Analysis of intermediate stages of development of swarms of an sfp mutant of B. Subtilis and of B. Subtilis sfp+ on LB agar. The results described above indicated that surfactin production by the natural wild-type 3610 strain is a very early event that precedes any detectable swarming from the central inoculation site. The results also indicated that the surfactin-negative strain 168 (trp, sfp) was unable to swarm on B or E medium unless surfactin was present or added to the plates or when it was encoded by plasmid pSV-sfp. On the other hand, apparently efficient swarming of strain 168 nevertheless still occurred on LB agar in the absence of surfactin, at least when cultures were viewed after 24 h at 37°C. In order to compare more carefully the swarming behavior of the 3610 and 168 strains and, therefore, to clarify further the role of surfactin on growth on LB agar, it was necessary to examine some of the intermediate stages in the development of the swarm community for strains 3610, 168(trp), and derivatives of 168 expressing the wild-type sfp. For the last, we employed the strain (carrying the pSV-sfp plasmid) as well as a construct 168 amyE::sfp carrying a single copy of sfp inserted into the amyE locus in the chromosome and under the control of its own promoter (see Materials and Methods). These strains now release surfactin, and the ring preceding the swarm is clearly visible (data not shown).
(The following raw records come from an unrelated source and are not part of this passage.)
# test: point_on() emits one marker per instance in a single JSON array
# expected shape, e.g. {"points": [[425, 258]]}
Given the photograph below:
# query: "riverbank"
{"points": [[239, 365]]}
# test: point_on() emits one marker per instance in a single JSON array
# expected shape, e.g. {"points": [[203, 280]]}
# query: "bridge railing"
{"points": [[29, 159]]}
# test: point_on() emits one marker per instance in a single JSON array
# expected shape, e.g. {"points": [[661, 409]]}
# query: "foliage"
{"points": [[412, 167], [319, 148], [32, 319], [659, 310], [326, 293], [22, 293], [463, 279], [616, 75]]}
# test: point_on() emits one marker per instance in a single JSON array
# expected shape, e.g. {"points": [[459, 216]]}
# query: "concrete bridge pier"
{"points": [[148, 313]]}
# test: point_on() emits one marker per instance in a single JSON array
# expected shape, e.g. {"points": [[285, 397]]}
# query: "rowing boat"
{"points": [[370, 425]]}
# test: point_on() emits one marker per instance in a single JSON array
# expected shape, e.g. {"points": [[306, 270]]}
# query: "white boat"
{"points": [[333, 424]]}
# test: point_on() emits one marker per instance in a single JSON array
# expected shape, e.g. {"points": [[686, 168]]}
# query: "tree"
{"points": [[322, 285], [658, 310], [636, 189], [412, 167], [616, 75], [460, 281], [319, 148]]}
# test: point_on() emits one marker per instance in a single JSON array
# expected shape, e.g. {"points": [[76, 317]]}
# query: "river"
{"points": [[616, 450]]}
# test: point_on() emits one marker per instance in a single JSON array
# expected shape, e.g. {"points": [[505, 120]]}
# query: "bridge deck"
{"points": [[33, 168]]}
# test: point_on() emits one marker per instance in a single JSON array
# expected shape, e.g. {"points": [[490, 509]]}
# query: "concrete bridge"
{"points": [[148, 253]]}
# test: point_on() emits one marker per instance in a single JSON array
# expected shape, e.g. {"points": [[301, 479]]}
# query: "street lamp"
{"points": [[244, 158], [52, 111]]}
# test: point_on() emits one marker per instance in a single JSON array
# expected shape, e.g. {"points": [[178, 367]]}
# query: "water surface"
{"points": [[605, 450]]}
To compare swarming of the four strains, LB plates were inoculated and incubated at 37°C, and the development of the swarms was observed and photographed at intervals. Importantly, during the very rapid first phase of swarming, particularly of strain 3610 on LB agar, we observed that the swarm front reaches the edge of the plate while still essentially forming a monolayer of cells. In consequence, these critical early stages, preceding any multiplication or consolidation phase are extremely difficult to see and can only be observed and photographed by reflected light. A series of results of such a macroscopic study are shown in Fig. 5. With 3610 (Fig. 5A), swarming is already detectable at 30 min, and the swarm expands rapidly, apparently with the front advancing symmetrically in a seemingly coordinated fashion. At the very early stages, up to approximately 75 min, although not visible in these photographs (see Fig. 6 for views at higher magnification), the swarm front is seen to be composed of many closely packed dendrites with early branching already detectable. However, these dendritic structures are no longer visible by about 75 min, presumably due to lateral fusion and the dense packing of many new dendrites, so that individual dendrites can no longer be detected.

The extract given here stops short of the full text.